The FAR Councils have proposed an amendment to the FAR that would address contractor code of ethics policies and impose new mandatory compliance procedures on contractors receiving awards in excess of $5,000,000. See 72 Fed. Reg. 7588-90 (Feb. 16, 2007).

While FAR Part 3 provides guidance on improper business practices and personal conflicts of interest, it does not currently discuss the contractor's responsibilities with respect to codes of ethics and business conduct or the avoidance of improper business practices. The proposed rule would add a new FAR Subpart 3.10 and establish a new general policy that "Contractors should have a written code of ethics and business conduct." This policy would promote consistency between the FAR and the DoD's existing DFARS provisions regarding contractor standards of conduct, which already include similar policy and procedure recommendations. See DFARS Subpart 203.70.

The proposed FAR provision would also add a new requirement for contractors that receive awards in excess of the $5,000,000 threshold that have more than 120-day performance periods. The provision would go one step further than merely stating that contractors "should" have certain policies and compliance procedures in place, and instead require those contractors to:

  • Within 30 days of contract award, have a written code of ethics and business conduct in place; and
  • Within 90 days of contract award, have in place an employee ethics and compliance training program and an internal control system to promote compliance with the code of ethics and business conduct.

Although the proposed rule states that the employee training program and internal control system "shall be suitable to the size of the company and its involvement in Government contracting," the proposed rule provides no guidance with respect to such "suitability" concerns. The FAR Councils have suggested that "contractors have the ability to determine the simplicity or complexity and cost of their programs," but there is no reference to such flexibility in the proposed FAR provisions themselves.
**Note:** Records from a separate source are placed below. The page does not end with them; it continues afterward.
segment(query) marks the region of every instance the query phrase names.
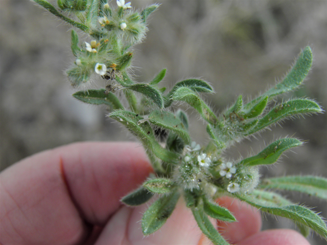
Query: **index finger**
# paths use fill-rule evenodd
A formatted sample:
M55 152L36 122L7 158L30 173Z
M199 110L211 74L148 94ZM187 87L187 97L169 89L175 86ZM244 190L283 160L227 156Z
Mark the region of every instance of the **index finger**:
M76 243L151 171L131 142L78 143L26 158L1 173L1 243Z

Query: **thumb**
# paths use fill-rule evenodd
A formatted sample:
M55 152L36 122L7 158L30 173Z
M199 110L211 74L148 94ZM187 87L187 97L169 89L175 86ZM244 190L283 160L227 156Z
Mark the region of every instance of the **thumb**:
M182 198L160 229L144 236L141 220L148 206L145 204L135 208L122 207L106 225L96 244L197 245L203 239L192 211L186 207Z

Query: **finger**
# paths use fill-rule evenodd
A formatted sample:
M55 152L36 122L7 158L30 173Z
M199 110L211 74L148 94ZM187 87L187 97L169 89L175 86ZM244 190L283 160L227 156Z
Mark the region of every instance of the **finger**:
M96 245L198 244L202 232L182 198L160 229L145 237L141 220L148 206L146 204L133 209L122 208L110 219Z
M267 230L255 233L237 245L310 245L307 239L293 230Z
M260 231L261 215L255 208L227 197L221 198L216 202L219 205L228 208L237 220L228 223L218 222L218 230L229 242L237 243Z
M150 171L133 143L79 143L24 159L1 173L0 242L76 243Z

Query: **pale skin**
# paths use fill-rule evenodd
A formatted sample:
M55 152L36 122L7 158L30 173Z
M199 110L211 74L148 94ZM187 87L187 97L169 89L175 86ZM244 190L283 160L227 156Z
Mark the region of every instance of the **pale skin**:
M132 142L72 144L33 155L0 174L0 243L31 244L208 244L181 199L160 230L145 237L142 213L120 199L152 172ZM260 231L255 209L230 198L217 200L238 222L213 223L231 243L310 245L292 230Z

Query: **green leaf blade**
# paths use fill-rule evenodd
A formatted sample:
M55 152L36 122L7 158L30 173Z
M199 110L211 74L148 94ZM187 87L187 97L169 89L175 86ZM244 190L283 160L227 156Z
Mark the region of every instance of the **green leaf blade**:
M152 192L163 194L172 191L175 185L171 180L158 178L146 181L143 186Z
M156 76L153 80L149 83L149 84L150 85L155 85L159 83L159 82L160 82L162 79L164 79L164 78L166 76L166 72L167 70L167 69L163 69L162 70L161 70L161 71L160 71L158 74L158 75Z
M247 166L271 164L275 163L282 154L293 147L301 145L302 143L297 139L286 138L276 140L265 148L259 154L246 158L238 164Z
M174 211L179 196L176 191L162 197L145 211L142 221L142 231L145 235L153 233L164 225Z
M112 110L123 109L124 107L118 98L111 92L105 93L105 90L89 89L84 92L80 91L73 96L77 100L88 104L94 105L104 104L108 106Z
M149 120L157 126L167 129L177 134L186 143L190 142L190 135L185 126L179 118L171 112L158 110L153 111L149 115Z
M327 179L317 176L286 176L266 179L260 188L299 191L327 200Z
M121 202L129 206L138 206L146 203L153 196L153 194L141 186L124 197Z
M201 206L191 208L194 218L203 234L215 245L229 245L213 226Z
M203 210L209 216L227 222L237 221L235 217L227 209L209 202L204 197L202 200L203 201Z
Instead, the proposed FAR provisions establish requirements for the contractor's "internal control system" to monitor compliance with the code of ethics and business conduct. For example, at a minimum, the proposed rule would require the system to enable the contractor to:

  • Facilitate timely discovery and disclosure of improper conduct and ensure corrective measures, including disciplinary action, are promptly implemented;
  • Conduct periodic reviews of company business practices, procedures, policies, and internal controls for compliance with the contractor's code of ethics and business conduct and the special requirements of government contracting;
  • Establish an internal reporting mechanism, such as a hotline, for employees to report suspected instances of improper conduct; and
  • Conduct internal and/or external audits as appropriate.

While most well-established contractors may already have programs in place incorporating the general requirements set forth in the regulations, this new rule may cause some hardship for companies entering the federal marketplace.

The proposed rule would also harmonize requirements for when a contractor must display an Office of Inspector General fraud hotline poster, using the $5,000,000 contract award as the threshold. The DoD, General Services Administration and National Aeronautics and Space Administration previously had different threshold requirements. The proposed rule would also exclude commercial item contracts awarded pursuant to FAR Part 12 and contracts to be performed outside the United States from its coverage. Comments on the proposed rule may be submitted to the FAR Secretariat on or before April 17, 2007.

In light of the proposed rule, it would be prudent for government contractors to take a new look at their compliance programs to ensure that they are consistent with its guidance.